Written By: Eliza Berman
If you are one of the lucky Americans in position to see Monday’s total solar eclipse which will touch 14 states as it crosses the country from coast to coast you’d do well to take a tip from 1963″s fifth grade class of the Emerson School in Maywood, Illinois. Wielding cardboard boxes and knives that today would surely get a kid suspended, the kids demonstrated for LIFE’s readers how to safely look at an eclipse.

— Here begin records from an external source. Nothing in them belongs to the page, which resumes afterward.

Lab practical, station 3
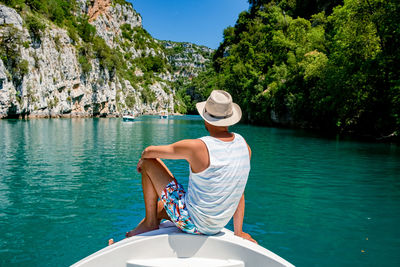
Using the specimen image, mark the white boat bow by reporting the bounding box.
[72,222,293,267]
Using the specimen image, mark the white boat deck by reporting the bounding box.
[73,223,293,267]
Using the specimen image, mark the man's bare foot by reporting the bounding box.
[125,221,159,237]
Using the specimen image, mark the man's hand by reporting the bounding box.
[136,158,143,173]
[235,232,258,244]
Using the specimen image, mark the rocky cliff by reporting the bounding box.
[0,0,211,118]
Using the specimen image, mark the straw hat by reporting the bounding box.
[196,90,242,126]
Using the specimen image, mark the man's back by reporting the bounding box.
[186,134,250,234]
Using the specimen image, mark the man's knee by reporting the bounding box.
[142,159,158,170]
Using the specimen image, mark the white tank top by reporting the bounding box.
[185,133,250,235]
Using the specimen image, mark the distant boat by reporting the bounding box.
[160,110,168,119]
[122,114,135,121]
[72,222,293,267]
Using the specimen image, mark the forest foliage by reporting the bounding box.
[187,0,400,137]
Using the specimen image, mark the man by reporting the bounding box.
[126,90,256,245]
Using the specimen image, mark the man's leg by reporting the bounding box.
[126,159,174,237]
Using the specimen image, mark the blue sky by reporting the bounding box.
[128,0,249,49]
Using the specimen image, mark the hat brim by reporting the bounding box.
[196,101,242,126]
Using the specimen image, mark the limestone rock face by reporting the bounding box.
[0,0,174,118]
[0,5,22,30]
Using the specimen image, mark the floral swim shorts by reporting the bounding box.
[161,179,201,235]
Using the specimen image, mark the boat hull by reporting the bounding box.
[73,223,293,267]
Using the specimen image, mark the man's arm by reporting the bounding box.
[138,139,210,175]
[233,194,257,243]
[142,139,196,161]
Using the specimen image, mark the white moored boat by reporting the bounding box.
[122,115,135,121]
[159,110,168,119]
[72,222,293,267]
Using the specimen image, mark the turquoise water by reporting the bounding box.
[0,116,400,266]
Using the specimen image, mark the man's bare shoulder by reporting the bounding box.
[176,139,206,149]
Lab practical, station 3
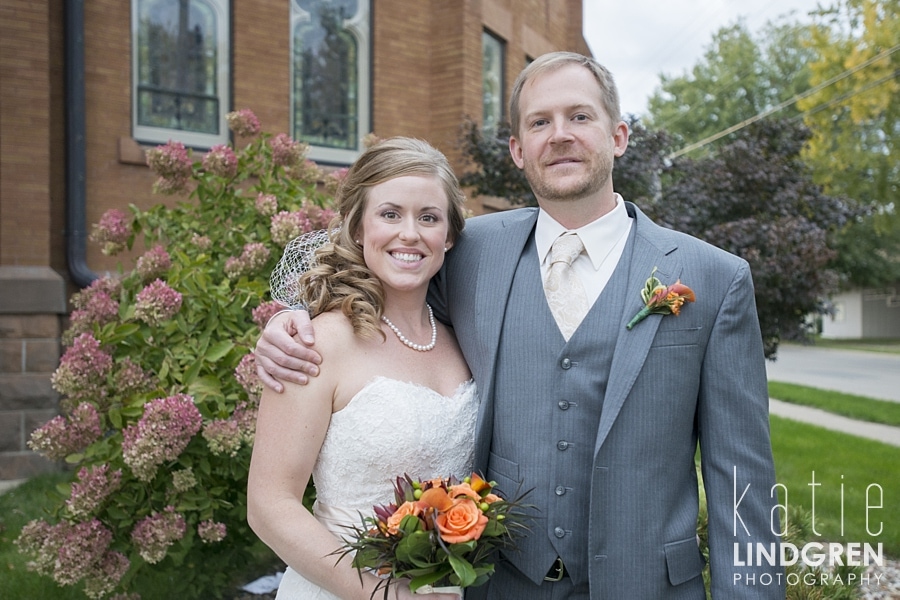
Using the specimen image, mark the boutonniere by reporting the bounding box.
[625,267,696,330]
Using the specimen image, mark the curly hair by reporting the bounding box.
[300,137,466,339]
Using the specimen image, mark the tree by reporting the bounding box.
[798,0,900,287]
[647,120,856,358]
[648,22,815,152]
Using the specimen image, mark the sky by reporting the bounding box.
[583,0,828,115]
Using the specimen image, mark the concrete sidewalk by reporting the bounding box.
[766,344,900,447]
[769,398,900,447]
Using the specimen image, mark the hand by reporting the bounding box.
[256,310,322,393]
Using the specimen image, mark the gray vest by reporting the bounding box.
[489,234,632,583]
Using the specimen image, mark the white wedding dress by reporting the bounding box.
[276,377,478,600]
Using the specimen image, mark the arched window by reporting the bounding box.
[132,0,230,147]
[291,0,370,164]
[481,31,506,131]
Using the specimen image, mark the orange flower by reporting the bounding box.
[386,502,422,535]
[469,473,492,494]
[447,483,481,502]
[435,498,488,544]
[625,268,696,329]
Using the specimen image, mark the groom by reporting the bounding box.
[257,52,784,600]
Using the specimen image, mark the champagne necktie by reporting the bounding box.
[544,233,588,342]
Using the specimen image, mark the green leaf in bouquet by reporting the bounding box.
[397,528,434,567]
[449,544,476,587]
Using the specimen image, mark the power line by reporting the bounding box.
[667,44,900,160]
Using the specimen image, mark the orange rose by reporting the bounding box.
[447,483,481,502]
[435,498,488,544]
[387,502,422,535]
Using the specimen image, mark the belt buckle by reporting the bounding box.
[544,556,566,582]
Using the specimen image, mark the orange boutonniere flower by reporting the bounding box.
[625,267,696,330]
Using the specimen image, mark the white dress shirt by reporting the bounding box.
[534,194,634,306]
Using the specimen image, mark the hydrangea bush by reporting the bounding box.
[17,110,339,599]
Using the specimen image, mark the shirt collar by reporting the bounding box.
[534,194,631,270]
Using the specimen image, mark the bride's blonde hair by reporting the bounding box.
[299,137,466,337]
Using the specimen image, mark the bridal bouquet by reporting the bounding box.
[339,473,527,593]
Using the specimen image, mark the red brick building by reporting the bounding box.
[0,0,589,480]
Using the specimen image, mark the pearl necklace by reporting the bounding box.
[381,302,437,352]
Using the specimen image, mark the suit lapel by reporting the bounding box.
[472,210,538,466]
[594,203,681,453]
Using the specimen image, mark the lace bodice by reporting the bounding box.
[313,377,478,515]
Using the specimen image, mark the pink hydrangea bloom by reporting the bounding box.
[66,464,122,519]
[269,210,313,248]
[203,144,237,177]
[234,352,262,403]
[147,141,194,194]
[16,520,58,577]
[28,402,102,460]
[191,233,212,250]
[90,208,131,256]
[62,290,119,344]
[172,467,197,492]
[122,394,203,481]
[134,279,181,326]
[135,245,172,281]
[203,402,257,457]
[241,242,272,273]
[225,108,260,137]
[269,133,307,167]
[53,519,112,585]
[131,506,187,565]
[256,192,278,217]
[203,419,244,457]
[224,256,247,279]
[197,519,228,544]
[84,551,131,598]
[72,277,122,309]
[50,333,113,401]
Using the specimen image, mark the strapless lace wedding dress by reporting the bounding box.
[276,377,478,600]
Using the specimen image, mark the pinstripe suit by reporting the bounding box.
[430,203,784,600]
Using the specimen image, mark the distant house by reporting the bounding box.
[0,0,590,480]
[822,282,900,339]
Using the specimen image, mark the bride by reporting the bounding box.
[247,138,478,600]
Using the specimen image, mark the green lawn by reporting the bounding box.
[769,381,900,427]
[770,416,900,557]
[0,473,86,600]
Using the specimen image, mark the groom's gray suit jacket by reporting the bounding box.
[430,203,784,600]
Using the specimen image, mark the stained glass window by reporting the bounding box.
[133,0,229,146]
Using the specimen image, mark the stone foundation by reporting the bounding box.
[0,266,66,481]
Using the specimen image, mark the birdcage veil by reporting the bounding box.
[269,229,331,308]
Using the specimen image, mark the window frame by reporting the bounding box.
[288,0,372,166]
[481,28,507,131]
[131,0,231,148]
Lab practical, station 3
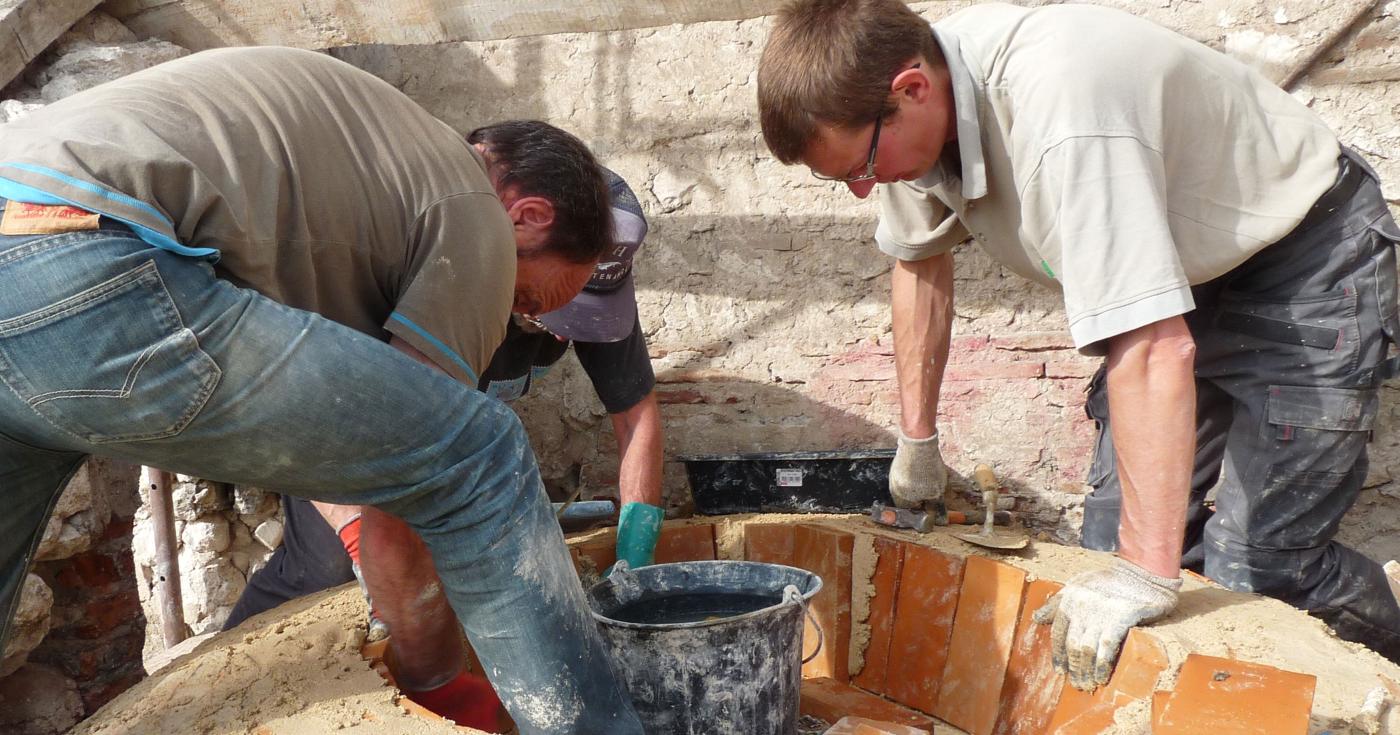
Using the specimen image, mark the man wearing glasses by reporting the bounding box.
[224,168,665,729]
[759,0,1400,689]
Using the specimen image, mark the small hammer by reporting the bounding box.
[871,501,1011,533]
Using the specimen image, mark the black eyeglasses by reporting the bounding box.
[812,113,885,183]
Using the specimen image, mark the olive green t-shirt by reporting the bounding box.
[0,48,515,386]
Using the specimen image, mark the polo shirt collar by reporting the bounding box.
[918,25,987,199]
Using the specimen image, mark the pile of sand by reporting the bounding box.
[71,584,479,735]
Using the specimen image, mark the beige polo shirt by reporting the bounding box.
[875,4,1340,354]
[0,48,515,386]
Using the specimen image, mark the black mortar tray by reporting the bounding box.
[676,449,895,515]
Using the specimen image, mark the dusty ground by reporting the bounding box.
[73,515,1400,735]
[71,585,480,735]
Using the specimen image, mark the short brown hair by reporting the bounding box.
[466,120,613,263]
[759,0,942,164]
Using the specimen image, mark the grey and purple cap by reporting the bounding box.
[536,168,647,342]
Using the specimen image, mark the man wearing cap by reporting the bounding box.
[224,169,665,728]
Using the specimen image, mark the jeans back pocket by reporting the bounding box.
[0,260,221,444]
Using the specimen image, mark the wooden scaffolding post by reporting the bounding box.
[141,468,185,648]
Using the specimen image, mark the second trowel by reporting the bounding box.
[953,465,1029,550]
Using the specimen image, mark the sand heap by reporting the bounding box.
[71,584,479,735]
[73,515,1400,735]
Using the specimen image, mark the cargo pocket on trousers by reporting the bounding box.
[1371,214,1400,344]
[0,262,221,444]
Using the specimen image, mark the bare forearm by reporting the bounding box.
[612,392,664,505]
[1109,316,1196,578]
[890,253,953,438]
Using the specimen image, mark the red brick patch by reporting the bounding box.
[792,524,855,683]
[993,580,1064,735]
[743,524,792,567]
[801,676,934,732]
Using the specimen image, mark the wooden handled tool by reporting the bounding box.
[955,465,1029,549]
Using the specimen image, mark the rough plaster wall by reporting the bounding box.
[332,0,1400,543]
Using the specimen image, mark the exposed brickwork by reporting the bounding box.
[29,517,146,715]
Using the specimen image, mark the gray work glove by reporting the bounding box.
[1035,559,1182,692]
[889,430,948,508]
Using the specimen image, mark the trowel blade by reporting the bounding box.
[953,533,1030,550]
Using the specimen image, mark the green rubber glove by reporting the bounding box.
[617,503,666,568]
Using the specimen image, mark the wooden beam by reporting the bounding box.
[0,0,102,87]
[102,0,783,50]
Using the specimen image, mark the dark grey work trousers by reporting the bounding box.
[1082,151,1400,662]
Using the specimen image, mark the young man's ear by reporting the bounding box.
[505,196,554,245]
[889,63,932,104]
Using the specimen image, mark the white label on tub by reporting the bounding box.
[778,469,802,487]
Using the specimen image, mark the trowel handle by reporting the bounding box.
[972,465,998,536]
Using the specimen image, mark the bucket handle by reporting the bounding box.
[783,584,826,664]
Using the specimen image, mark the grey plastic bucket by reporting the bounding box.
[588,561,822,735]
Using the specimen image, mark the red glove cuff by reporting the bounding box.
[405,671,501,732]
[336,514,360,564]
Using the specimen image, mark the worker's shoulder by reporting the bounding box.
[154,46,377,84]
[934,3,1194,66]
[185,46,340,69]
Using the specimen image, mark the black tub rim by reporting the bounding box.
[585,559,823,631]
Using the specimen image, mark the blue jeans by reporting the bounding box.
[0,208,643,735]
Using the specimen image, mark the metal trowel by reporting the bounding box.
[953,465,1029,550]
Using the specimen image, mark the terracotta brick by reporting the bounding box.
[822,717,928,735]
[1152,692,1172,729]
[360,638,389,664]
[655,524,714,564]
[1046,692,1136,735]
[1152,654,1317,735]
[792,524,855,682]
[568,533,617,574]
[883,543,963,713]
[993,580,1064,735]
[932,556,1026,735]
[743,524,792,566]
[1049,629,1168,732]
[851,536,904,692]
[801,676,934,731]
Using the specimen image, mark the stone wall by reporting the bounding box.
[0,459,146,735]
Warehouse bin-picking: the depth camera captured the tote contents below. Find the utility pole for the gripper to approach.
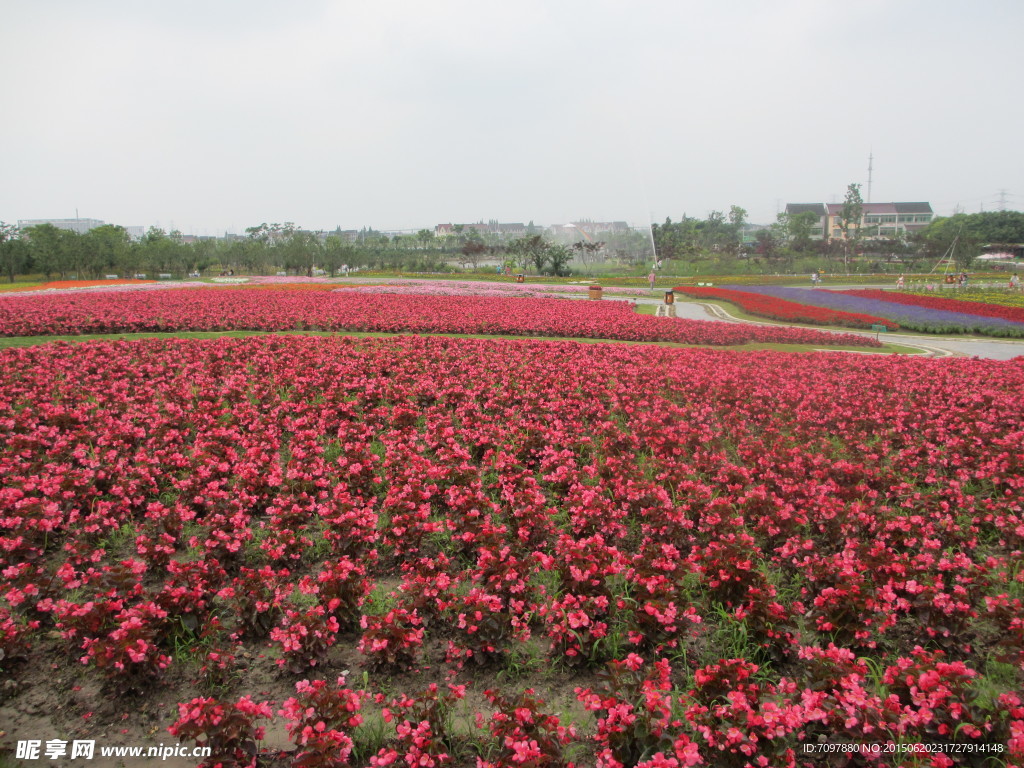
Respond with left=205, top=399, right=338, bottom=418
left=865, top=153, right=874, bottom=203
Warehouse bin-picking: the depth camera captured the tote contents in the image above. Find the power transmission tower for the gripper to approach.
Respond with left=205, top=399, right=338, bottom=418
left=864, top=152, right=874, bottom=203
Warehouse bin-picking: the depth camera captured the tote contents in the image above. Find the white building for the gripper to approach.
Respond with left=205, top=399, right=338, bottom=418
left=17, top=219, right=105, bottom=234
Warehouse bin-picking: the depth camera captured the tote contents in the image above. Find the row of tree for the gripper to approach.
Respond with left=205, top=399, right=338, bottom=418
left=0, top=222, right=593, bottom=282
left=651, top=191, right=1024, bottom=271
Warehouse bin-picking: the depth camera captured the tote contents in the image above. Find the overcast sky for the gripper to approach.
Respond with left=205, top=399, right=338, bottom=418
left=0, top=0, right=1024, bottom=234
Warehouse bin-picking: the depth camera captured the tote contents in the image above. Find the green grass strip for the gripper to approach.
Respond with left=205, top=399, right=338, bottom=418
left=0, top=331, right=921, bottom=354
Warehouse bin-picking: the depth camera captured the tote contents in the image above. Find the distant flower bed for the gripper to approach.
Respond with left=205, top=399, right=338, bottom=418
left=740, top=286, right=1024, bottom=338
left=0, top=288, right=878, bottom=347
left=11, top=280, right=209, bottom=297
left=843, top=290, right=1024, bottom=323
left=337, top=280, right=648, bottom=296
left=674, top=286, right=899, bottom=331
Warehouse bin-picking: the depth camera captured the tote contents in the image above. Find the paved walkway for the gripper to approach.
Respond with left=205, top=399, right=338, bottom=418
left=611, top=288, right=1024, bottom=360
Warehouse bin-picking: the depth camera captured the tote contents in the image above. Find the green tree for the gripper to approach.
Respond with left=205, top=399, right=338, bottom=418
left=22, top=224, right=70, bottom=280
left=509, top=234, right=550, bottom=274
left=778, top=211, right=821, bottom=253
left=572, top=240, right=604, bottom=274
left=548, top=244, right=572, bottom=278
left=915, top=213, right=985, bottom=270
left=0, top=221, right=30, bottom=283
left=461, top=229, right=487, bottom=269
left=416, top=229, right=434, bottom=250
left=82, top=224, right=137, bottom=278
left=839, top=184, right=864, bottom=272
left=729, top=206, right=746, bottom=254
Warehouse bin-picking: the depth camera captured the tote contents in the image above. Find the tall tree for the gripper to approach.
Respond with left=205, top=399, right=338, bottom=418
left=839, top=184, right=864, bottom=272
left=0, top=221, right=29, bottom=283
left=22, top=223, right=68, bottom=279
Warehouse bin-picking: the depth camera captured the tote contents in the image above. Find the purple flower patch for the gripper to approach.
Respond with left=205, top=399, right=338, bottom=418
left=728, top=286, right=1024, bottom=338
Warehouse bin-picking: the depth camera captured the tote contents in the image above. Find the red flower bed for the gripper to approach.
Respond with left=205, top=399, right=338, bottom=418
left=838, top=289, right=1024, bottom=323
left=673, top=286, right=899, bottom=331
left=0, top=289, right=878, bottom=346
left=0, top=337, right=1024, bottom=768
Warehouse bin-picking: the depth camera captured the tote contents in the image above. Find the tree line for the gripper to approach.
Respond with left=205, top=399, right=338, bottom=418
left=651, top=195, right=1024, bottom=270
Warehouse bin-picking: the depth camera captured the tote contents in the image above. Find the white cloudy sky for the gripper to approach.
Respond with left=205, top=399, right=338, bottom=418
left=0, top=0, right=1024, bottom=234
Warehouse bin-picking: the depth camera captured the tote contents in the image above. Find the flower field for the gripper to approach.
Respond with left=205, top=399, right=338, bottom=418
left=0, top=337, right=1024, bottom=768
left=0, top=288, right=879, bottom=347
left=724, top=286, right=1024, bottom=338
left=844, top=290, right=1024, bottom=323
left=673, top=286, right=899, bottom=331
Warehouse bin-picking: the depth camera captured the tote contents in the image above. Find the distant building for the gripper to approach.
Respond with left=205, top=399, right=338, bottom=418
left=17, top=219, right=105, bottom=234
left=785, top=203, right=935, bottom=240
left=434, top=221, right=526, bottom=240
left=17, top=219, right=145, bottom=242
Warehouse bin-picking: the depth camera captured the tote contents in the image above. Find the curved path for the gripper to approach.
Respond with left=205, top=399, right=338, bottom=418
left=333, top=276, right=1024, bottom=360
left=614, top=298, right=1024, bottom=360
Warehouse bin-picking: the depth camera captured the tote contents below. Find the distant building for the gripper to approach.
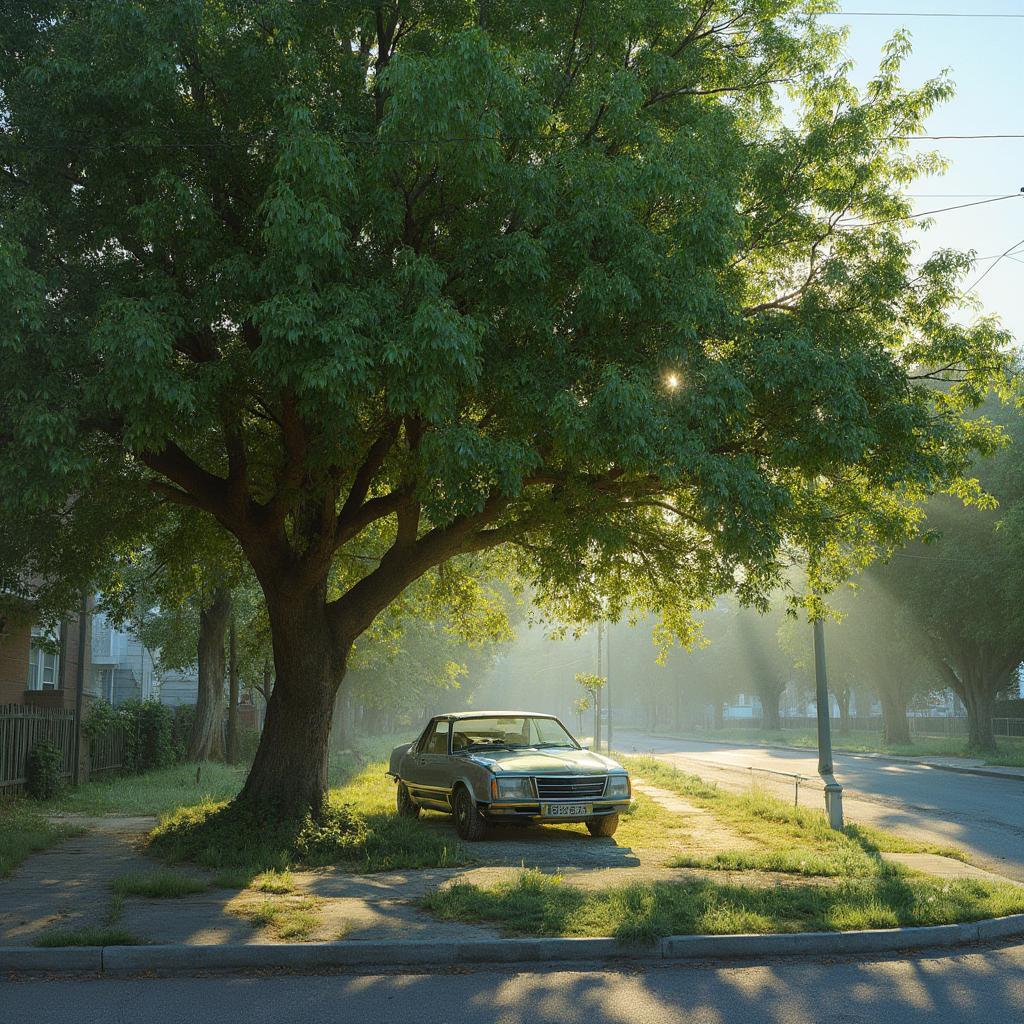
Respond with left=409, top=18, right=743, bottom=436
left=92, top=611, right=159, bottom=708
left=0, top=589, right=94, bottom=708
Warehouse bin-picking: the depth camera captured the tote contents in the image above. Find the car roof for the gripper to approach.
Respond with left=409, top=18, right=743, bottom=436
left=434, top=711, right=558, bottom=721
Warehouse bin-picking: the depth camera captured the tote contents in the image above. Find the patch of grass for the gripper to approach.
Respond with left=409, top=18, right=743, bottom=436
left=249, top=870, right=295, bottom=896
left=210, top=867, right=260, bottom=889
left=0, top=799, right=84, bottom=879
left=37, top=762, right=245, bottom=815
left=32, top=928, right=144, bottom=949
left=111, top=870, right=209, bottom=899
left=150, top=763, right=467, bottom=871
left=227, top=896, right=322, bottom=942
left=421, top=870, right=1024, bottom=944
left=623, top=758, right=967, bottom=878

During the solar eclipse of 1960, hundreds of people had suffered permanent eye damage from looking directly at the sun. With help from the Illinois Society for the Prevention of Blindness, Emerson students avoided the same fate by building Sunscopes, pinhole camera-like contraptions that indirectly project an image of the sun. The magazine offered instructions for those desiring to replicate the project at home:
To build your own, get a carton and cut a hole in one side, big enough to poke your head through. Paste white paper on the inside surface that you will be facing. Then punch a pinhole into the opposite side, high enough so that the little shaft of light will miss your head. For a sharper image you can make a better pinhole by cutting a one inch square hole in the carton, taping a piece of aluminum foil over this hole and then making the pinhole in the foil. Finally, tape the box shut and cover all light leaks with black tape.
A final word to the wise from LIFE: “Don’t forget to come out for fresh air.”